After announcing earlier this summer that they would reconsider a proposed "added sugar" label on maple syrup and honey, the U.S. Food and Drug Administration has officially decided to scrap that plan.
The FDA's decision was announced Thursday in a statement from FDA Commissioner Scott Gottlieb. He referenced the thousands of comments that the FDA received about the proposal, which was put forth as part of a broader Nutrition Facts label overhaul.
Gottlieb noted the FDA now plans a revision in its final guidance:
"This guidance will provide a path forward for pure, single-ingredient “packaged as such” products that does not involve the standard “added sugars” declaration on the Nutrition Facts label. We are not considering changes to the required percent daily value for these products, including for products like pure honey and maple syrup. We believe that such a solution strikes the balance of addressing producer concerns that their products could be perceived as being economically adulterated while still informing consumers on how these products contribute to their daily added sugar intake."
Gottlieb added that the FDA expects to issue its final guidance in early 2019.
The draft guidance that called for the "added sugar" label for maple syrup and honey was first put forth in February. It was met with vocal resistance from the state's maple syrup producers, and even members of Vermont's congressional delegation.
Back in June, the Vermont Attorney General's Office had urged Vermonters to submit comments about the proposal. In a press release Friday, Attorney General TJ Donovan applauded the FDA's recent decision.
“This is a victory for common sense and democracy,” Donovan said in his statement. “I want to thank the hundreds of Vermonters who stood up for 100% pure maple products. Your voice made a difference."
Amanda Voyer, the executive director of the Vermont Maple Sugarmakers Association, was also quoted in the AG's release voicing support for the change in the FDA's plans: “This is good news for maple producers and consumers.

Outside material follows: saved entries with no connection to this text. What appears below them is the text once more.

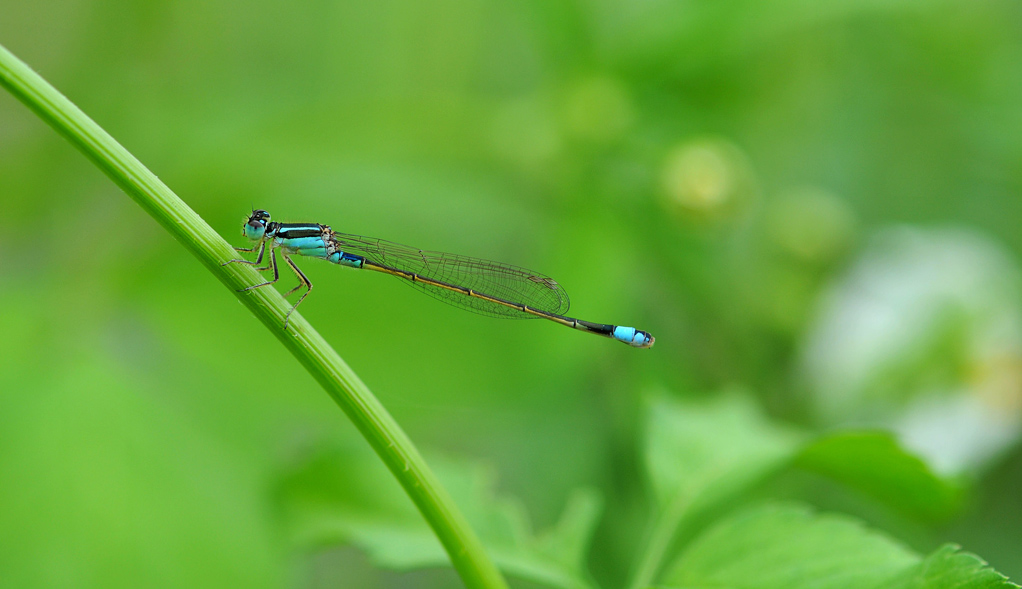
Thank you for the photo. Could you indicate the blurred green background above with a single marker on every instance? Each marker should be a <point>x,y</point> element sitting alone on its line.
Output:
<point>814,202</point>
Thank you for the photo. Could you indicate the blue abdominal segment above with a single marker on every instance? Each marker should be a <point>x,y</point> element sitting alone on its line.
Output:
<point>633,336</point>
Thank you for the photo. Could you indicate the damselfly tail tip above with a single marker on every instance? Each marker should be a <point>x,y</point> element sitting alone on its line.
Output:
<point>633,336</point>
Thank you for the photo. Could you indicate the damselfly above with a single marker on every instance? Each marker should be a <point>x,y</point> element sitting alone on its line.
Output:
<point>478,285</point>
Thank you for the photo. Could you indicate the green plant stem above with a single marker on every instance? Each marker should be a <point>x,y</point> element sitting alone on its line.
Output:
<point>466,551</point>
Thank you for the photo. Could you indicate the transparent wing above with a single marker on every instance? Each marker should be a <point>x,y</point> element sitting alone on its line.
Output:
<point>495,279</point>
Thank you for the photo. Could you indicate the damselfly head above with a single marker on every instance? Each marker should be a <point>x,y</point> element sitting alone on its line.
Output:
<point>254,226</point>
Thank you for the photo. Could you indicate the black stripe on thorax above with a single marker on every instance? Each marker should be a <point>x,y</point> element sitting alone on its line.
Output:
<point>293,230</point>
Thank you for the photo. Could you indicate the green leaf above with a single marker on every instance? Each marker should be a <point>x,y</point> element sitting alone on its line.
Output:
<point>947,568</point>
<point>695,449</point>
<point>875,464</point>
<point>703,458</point>
<point>789,547</point>
<point>339,496</point>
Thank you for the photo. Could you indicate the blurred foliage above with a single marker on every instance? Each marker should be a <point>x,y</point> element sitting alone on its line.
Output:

We support clear labeling and disclosure of nutrition facts, and applaud the FDA for clarifying its position. This announcement means that nobody will be confused. 100% pure means just that: nothing added."
Emma Marvin is one of the owners of Butternut Mountain Farm, a large-scale maple producer based in Lamoille County. She told VPR that the FDA announcement is "a great step in the right direction."
"I’m optimistic, with a little bit of caution, because we’ve been in this process for a while," Marvin said. "The new Nutrition Facts panel rule came out in 2016 and, since its publication, we’ve been working to address the issue of how ‘added sugars’ would be applied to pure maple syrup packages."
Update 5:35 p.m. This post was updated to include comment from Marvin.